In this economy, every extra dollar counts.
Before you bulk up your sales staff, consider an outsourcing strategy.When it comes to outsourcing, most people think of IBM Global Services and other massive strategic business partners. But outsourcing isn’t only for large companies. Indeed, the Internet has paved the way for outsourcing specialists within all of the major vertical markets. Below is a sampling of some of the better-known outsourcing firms and the small-business services that they provide. Corporate Rain
(www.corporaterain.com): Generates business-development plans for sales organizations, publishing companies, media organizations and other vertical-market businesses.
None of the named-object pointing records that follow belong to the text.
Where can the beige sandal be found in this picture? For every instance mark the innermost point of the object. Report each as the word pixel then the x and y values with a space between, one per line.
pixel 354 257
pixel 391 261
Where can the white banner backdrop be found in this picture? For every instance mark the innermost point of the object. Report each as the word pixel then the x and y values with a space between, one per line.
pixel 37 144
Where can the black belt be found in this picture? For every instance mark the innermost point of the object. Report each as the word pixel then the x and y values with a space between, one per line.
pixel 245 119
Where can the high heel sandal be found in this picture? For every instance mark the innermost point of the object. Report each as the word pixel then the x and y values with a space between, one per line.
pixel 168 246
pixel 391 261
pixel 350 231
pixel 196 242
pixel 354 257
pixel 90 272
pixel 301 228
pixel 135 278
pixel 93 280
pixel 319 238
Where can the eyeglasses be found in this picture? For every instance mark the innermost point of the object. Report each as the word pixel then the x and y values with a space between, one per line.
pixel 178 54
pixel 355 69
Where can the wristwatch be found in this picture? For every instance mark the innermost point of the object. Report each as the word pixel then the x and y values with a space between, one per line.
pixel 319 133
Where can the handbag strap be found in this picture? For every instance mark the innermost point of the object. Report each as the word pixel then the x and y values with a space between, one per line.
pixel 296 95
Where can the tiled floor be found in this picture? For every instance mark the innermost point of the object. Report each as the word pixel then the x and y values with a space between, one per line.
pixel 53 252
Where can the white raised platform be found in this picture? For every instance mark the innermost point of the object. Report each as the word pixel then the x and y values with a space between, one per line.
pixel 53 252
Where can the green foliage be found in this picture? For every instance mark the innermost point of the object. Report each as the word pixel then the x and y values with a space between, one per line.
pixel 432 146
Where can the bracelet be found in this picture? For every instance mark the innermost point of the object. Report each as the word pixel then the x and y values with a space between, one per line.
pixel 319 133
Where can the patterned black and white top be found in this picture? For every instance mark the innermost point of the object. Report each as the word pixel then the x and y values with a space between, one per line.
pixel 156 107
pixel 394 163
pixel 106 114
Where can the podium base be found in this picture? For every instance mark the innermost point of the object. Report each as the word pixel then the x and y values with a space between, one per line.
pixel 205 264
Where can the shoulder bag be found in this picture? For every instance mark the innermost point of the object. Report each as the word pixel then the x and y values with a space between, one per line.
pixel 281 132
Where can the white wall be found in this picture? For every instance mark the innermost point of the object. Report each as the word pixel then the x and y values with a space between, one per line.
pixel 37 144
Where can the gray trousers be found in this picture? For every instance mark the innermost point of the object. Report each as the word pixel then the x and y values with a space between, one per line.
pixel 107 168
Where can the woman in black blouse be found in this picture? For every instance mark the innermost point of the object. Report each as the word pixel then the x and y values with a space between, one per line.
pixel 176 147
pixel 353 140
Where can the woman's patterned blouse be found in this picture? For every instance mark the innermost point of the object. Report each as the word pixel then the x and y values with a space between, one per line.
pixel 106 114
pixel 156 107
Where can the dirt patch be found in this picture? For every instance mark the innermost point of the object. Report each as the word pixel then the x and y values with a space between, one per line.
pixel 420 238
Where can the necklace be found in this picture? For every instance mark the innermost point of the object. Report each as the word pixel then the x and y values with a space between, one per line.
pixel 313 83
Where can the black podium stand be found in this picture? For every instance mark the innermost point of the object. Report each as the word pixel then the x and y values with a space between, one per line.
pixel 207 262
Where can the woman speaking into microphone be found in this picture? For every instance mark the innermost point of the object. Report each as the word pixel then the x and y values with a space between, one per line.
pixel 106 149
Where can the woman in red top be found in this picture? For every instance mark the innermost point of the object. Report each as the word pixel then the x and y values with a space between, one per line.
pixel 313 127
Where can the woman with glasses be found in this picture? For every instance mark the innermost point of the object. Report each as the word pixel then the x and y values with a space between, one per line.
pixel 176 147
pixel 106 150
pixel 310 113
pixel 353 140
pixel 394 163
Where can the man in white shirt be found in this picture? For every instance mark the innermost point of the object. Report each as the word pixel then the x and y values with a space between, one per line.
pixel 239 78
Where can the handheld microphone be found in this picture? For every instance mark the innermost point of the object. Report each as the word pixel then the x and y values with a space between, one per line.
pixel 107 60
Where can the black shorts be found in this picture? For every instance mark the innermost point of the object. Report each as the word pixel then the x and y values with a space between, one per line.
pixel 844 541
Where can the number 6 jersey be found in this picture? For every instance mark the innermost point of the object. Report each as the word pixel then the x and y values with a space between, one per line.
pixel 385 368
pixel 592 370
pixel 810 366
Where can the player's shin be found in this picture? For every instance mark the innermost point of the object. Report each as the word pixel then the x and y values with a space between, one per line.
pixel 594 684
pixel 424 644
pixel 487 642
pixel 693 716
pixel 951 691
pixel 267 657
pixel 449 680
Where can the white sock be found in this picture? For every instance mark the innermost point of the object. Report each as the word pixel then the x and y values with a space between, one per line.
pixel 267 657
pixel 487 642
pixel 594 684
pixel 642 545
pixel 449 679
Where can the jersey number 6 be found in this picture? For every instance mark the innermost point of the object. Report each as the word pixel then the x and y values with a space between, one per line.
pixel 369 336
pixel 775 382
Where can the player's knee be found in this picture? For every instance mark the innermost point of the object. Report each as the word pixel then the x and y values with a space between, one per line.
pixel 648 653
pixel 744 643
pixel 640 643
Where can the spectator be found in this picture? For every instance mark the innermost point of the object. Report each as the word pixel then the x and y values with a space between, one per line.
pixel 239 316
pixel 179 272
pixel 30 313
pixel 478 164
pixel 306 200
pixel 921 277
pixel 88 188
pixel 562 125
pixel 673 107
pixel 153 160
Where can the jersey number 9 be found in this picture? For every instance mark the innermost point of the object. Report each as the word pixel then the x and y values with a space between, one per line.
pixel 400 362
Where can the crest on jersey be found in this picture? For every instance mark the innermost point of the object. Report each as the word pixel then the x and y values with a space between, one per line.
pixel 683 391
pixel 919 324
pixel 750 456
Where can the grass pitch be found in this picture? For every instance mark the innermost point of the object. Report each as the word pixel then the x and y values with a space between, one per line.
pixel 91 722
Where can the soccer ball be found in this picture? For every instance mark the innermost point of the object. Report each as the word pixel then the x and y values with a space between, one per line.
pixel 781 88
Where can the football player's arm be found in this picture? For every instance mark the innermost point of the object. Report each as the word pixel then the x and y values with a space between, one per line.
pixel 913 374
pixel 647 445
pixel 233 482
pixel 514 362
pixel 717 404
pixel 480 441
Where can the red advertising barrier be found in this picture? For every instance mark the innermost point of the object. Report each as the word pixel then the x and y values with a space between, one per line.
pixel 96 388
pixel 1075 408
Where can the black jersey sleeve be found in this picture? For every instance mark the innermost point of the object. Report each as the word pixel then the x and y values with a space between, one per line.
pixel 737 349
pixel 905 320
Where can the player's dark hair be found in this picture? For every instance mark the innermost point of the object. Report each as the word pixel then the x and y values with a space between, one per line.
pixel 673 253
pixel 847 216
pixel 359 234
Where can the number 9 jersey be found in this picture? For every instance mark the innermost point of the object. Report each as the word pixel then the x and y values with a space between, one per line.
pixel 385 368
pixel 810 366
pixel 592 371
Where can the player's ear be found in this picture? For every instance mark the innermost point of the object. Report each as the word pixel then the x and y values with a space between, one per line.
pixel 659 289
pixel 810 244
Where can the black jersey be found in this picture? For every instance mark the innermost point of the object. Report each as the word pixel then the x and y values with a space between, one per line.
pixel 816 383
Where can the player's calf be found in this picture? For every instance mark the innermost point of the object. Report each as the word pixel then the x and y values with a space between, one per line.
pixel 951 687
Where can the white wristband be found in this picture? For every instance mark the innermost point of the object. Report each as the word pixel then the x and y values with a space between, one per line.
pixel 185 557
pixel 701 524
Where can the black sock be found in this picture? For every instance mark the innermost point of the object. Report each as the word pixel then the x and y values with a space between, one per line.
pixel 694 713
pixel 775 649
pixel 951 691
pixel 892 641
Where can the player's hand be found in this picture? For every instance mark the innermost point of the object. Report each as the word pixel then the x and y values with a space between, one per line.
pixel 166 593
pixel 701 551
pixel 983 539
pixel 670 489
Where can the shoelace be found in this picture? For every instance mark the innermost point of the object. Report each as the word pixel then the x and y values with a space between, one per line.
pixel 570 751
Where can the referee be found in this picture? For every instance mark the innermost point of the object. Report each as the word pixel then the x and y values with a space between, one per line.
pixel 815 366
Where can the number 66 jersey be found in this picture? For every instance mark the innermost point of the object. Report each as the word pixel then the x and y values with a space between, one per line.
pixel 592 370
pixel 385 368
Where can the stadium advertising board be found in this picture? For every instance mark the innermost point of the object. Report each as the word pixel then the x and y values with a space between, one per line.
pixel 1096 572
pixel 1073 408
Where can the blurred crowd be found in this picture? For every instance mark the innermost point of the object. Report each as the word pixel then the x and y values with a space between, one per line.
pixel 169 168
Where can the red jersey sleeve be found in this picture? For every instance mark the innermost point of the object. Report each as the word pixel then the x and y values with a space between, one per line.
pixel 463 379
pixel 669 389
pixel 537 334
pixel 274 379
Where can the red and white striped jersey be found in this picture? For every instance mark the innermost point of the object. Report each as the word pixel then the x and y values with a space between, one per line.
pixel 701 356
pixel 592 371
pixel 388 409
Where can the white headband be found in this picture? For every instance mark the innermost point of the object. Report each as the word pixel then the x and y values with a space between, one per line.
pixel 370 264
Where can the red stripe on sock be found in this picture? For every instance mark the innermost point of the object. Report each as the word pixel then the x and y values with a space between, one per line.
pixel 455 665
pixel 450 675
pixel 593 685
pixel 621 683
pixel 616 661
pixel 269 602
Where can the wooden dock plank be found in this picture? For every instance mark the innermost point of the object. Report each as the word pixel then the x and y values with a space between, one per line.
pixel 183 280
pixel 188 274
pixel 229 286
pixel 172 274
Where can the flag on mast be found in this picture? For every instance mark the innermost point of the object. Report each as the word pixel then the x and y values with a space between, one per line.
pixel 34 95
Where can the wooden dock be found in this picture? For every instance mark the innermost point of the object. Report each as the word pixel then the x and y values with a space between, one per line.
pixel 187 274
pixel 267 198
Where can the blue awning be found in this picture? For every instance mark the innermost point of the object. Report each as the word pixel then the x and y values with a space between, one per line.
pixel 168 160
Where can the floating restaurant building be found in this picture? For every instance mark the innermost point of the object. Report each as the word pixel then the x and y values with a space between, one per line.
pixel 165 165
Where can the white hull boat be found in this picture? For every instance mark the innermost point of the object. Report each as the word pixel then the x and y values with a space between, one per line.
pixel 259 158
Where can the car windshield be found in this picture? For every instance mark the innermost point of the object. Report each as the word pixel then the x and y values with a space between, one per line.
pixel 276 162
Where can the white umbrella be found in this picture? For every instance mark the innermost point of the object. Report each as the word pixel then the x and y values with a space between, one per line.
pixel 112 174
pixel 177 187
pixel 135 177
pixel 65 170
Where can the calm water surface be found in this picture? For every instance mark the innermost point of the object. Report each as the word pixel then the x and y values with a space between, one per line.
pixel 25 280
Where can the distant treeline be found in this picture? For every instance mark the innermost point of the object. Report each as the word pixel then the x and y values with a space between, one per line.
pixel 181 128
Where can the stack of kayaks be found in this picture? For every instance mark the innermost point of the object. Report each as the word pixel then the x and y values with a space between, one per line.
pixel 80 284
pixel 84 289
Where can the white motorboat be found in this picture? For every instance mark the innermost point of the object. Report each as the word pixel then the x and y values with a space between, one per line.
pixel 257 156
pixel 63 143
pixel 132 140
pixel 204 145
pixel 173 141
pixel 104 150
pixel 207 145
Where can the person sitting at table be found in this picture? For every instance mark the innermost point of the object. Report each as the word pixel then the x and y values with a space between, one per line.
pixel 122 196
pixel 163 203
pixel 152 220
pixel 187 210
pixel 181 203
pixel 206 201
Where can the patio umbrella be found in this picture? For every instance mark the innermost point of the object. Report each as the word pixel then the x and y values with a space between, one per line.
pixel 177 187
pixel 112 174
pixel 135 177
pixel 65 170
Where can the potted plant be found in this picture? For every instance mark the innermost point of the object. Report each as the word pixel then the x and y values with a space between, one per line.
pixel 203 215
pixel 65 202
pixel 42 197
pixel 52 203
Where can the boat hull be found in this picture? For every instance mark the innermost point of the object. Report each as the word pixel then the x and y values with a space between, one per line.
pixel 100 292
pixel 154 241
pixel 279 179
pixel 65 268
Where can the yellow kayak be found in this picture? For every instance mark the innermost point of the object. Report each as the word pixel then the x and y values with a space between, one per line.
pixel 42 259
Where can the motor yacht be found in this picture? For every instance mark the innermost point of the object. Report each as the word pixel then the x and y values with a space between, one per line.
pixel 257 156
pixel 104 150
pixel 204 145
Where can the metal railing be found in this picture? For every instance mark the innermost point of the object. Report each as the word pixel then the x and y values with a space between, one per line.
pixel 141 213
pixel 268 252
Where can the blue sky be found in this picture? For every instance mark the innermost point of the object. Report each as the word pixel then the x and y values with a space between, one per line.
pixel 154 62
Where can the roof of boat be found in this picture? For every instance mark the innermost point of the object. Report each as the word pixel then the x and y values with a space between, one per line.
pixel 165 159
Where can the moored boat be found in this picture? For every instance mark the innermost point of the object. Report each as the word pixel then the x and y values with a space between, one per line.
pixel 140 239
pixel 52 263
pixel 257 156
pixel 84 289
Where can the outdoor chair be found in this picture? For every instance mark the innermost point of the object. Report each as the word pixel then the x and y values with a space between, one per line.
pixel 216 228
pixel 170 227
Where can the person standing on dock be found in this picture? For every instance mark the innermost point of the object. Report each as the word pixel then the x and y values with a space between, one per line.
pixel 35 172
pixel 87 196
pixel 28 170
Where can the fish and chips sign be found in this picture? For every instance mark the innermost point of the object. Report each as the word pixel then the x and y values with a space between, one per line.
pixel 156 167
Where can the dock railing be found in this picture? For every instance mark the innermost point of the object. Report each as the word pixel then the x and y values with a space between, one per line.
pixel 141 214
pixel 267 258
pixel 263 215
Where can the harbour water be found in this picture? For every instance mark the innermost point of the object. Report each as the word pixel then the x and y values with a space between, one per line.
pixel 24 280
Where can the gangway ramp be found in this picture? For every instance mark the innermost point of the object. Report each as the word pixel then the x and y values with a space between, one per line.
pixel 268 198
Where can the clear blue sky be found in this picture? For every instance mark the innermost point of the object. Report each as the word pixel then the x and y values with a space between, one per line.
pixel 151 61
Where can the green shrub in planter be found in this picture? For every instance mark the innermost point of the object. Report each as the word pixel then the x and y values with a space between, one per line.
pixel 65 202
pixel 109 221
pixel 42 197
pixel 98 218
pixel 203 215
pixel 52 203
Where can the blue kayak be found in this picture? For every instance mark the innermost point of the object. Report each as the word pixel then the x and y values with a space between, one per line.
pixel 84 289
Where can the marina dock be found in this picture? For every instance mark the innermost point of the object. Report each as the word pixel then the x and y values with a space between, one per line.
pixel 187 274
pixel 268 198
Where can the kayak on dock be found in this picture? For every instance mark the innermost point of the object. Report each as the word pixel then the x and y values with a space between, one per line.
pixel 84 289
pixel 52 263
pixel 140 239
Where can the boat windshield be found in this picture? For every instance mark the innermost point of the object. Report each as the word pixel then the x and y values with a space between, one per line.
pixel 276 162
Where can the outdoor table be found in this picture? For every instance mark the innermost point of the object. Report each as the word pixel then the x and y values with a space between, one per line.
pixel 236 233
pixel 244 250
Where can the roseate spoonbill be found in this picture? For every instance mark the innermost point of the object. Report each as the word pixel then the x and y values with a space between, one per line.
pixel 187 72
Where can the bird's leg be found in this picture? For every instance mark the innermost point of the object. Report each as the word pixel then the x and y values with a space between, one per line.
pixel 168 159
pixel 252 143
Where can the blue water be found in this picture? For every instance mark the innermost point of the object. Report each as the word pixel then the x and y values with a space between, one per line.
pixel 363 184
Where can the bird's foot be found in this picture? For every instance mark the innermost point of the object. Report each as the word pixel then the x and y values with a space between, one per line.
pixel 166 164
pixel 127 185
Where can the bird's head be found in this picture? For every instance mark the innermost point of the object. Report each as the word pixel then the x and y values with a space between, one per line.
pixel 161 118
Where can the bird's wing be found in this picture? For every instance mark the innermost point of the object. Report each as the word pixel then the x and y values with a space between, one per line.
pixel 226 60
Claim to fame: Helped McManus Publishing Inc. to meet 30 percent of its senior-level business prospects (the year before, the company met only 4 percent). Pharmagistics
(www.pharmagistics.com): Somerset, N.J.–based firm offers sales, marketing and logistical services to the life-sciences industry. Claim to fame: Recently inked multiyear agreement to provide Altana Pharma with sales support services across the United States. Technology Sales Leads
(www.tsleads.com): U.S. and Europe-based firm provides telemarketing services to high-tech companies. Founded in 1999 by IBM veteran. Claim to fame: In mid-2002, won a contract to generate monthly sales leads for Empirix of Waltham, Mass. Practically on cue, Empirix customer orders increased 22 percent from Q3 to Q4 2002. Salesforce.com
(www.salesforce.com): Leading provider of customer relationship management (CRM) software. Users access the software over the Web. Claim to fame: Morgan Stanley named Salesforce.com the fastest-growing company in the CRM category for 2002.